Net als in iedere menselijke relatie is er binnen raden van commissarissen sprake van patronen in gedragingen. Het zich bewust zijn van deze patronen helpt om weerstand te bieden tegen gedragingen die contraproductief zijn. Zelfkennis en -inzicht zijn van belang om die patronen goed te kunnen onderscheiden, alsook daarop aanspreekbaar durven te zijn. Omdat commissarissen elkaar minder vaak zien en spreken dan in een regulier werkverband, en bovendien vrijwel alleen in een vergadersetting, is het benoemen en bespreken van onderliggende processen
niet bepaald voor de hand liggend. Maar in situaties waarin het team of personen binnen het team afwijkend of niet-acceptabel gedrag vertonen, is het benoemen en bespreken ervan een randvoorwaarde om effectief te kunnen functioneren.
Veel van dit soort onderliggende processen blijft echter in de praktijk onbesproken. Wel is er onderzoek naar wat níet wordt gezegd. Dat zijn zaken als onuitgesproken verwachtingen, bias, vooringenomenheid of iets concluderen wat niet is gezegd. Vaak worden zaken wel buiten de vergadering gezegd en dan meestal in kleinere kring. Als niet in een open sfeer met elkaar kan worden gesproken, dan leiden inhoudelijke conflicten ook tot relationele conflicten. Dan blijft het ongezegde smeulen totdat het een veenbrand wordt.

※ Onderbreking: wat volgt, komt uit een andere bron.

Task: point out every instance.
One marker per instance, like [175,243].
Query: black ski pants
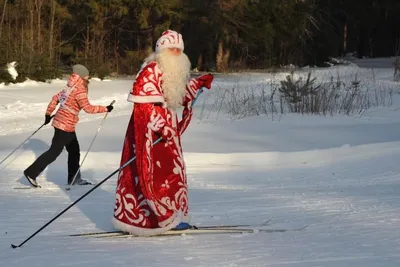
[60,140]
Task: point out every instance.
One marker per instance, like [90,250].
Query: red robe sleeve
[192,87]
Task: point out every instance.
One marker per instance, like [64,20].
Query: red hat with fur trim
[169,39]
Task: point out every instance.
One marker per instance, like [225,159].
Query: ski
[118,232]
[205,231]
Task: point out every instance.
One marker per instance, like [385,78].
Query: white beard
[176,72]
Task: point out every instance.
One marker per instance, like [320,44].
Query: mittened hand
[109,108]
[47,119]
[206,80]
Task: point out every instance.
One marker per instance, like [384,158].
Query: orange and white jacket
[72,99]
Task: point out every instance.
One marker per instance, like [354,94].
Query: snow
[338,174]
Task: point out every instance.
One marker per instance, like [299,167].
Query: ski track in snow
[338,175]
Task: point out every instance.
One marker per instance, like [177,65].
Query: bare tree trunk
[220,54]
[222,59]
[199,62]
[31,36]
[39,4]
[51,34]
[2,17]
[87,43]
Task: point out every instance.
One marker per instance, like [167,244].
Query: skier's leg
[74,156]
[57,145]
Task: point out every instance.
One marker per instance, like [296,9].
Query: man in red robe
[152,192]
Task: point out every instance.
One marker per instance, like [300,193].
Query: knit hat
[169,39]
[80,70]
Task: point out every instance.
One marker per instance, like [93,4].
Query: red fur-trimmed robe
[152,193]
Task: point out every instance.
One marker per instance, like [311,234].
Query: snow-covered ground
[338,175]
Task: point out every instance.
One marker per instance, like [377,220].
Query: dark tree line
[113,36]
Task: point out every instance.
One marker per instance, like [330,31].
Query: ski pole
[98,130]
[24,141]
[91,190]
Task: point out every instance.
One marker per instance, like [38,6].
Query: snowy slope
[339,175]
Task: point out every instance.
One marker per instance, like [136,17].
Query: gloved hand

Voor de raad van commissarissen is het belangrijk om het geheel van patronen, persoonlijke stijlen en interne dynamiek te doorzien en naar waarde te in te schatten. Dat bevordert een goed gesprek over de boardroom dynamics. Het gemis aan voldoende interne tegenspraak of een te veel groepsdenken wordt dan bespreekbaar en oplosbaar. Dat geldt ook wanneer er sprake is van angst voor een dominante bestuurder of een onveilige sfeer in de raad die onder tafel wordt geveegd. Er kan een disfunctionerende commissaris zijn maar niemand durft dit aan te kaarten. Of de voorzitter is te veel betrokken bij de bestuursvoorzitter en bewaart onvoldoende zakelijke distantie. Dit soort situaties verminderen de effectiviteit en de kwaliteit van het toezicht. Hoe moeilijk ook, het is nodig dat gezegd wordt wat er gezegd moet worden.
Toezicht op soft signals
Soft signals spelen een belangrijke, zij het veelal een impliciete rol in het toezicht. Het gaat hierbij om formele of informele signalen dat er iets aan de hand is in de organisatie. Dit kan bijvoorbeeld een losse melding zijn van een medewerker, of signalen waaruit een angstcultuur zou kunnen worden afgeleid of gewoon een onderbuikgevoel. Soft signals vragen extra onderzoek en concretisering om ‘hard’ te kunnen worden. Als commissaris moet je deze signalen serieus nemen en in de raad of eerst met de voorzitter bespreken. Ook een hard getal kan trouwens een soft signal zijn, bijvoorbeeld een hoog verzuimcijfer. Bij organisaties met lage verzuimcijfers voelen mensen zich betrokken en vrij om initiatief te nemen. Een hoog verzuimcijfer is dus een red flag.
Tone at the top
De eerdergenoemde tone at the top gaat over de consistentie tussen (voorbeeld) gedrag van de top (het bestuur) en de door de top ontwikkelde visie, strategie en basiswaarden van de organisatie. Het gaat over de organisatiecultuur die daarmee verbeeld wordt. De tone at the top is een belangrijke factor voor het behalen van de doelstellingen. Het is een van de zachte factoren die het gedrag van mensen binnen een organisatie beïnvloeden, want leiderschap, communicatie en cultuur gaan hand in hand.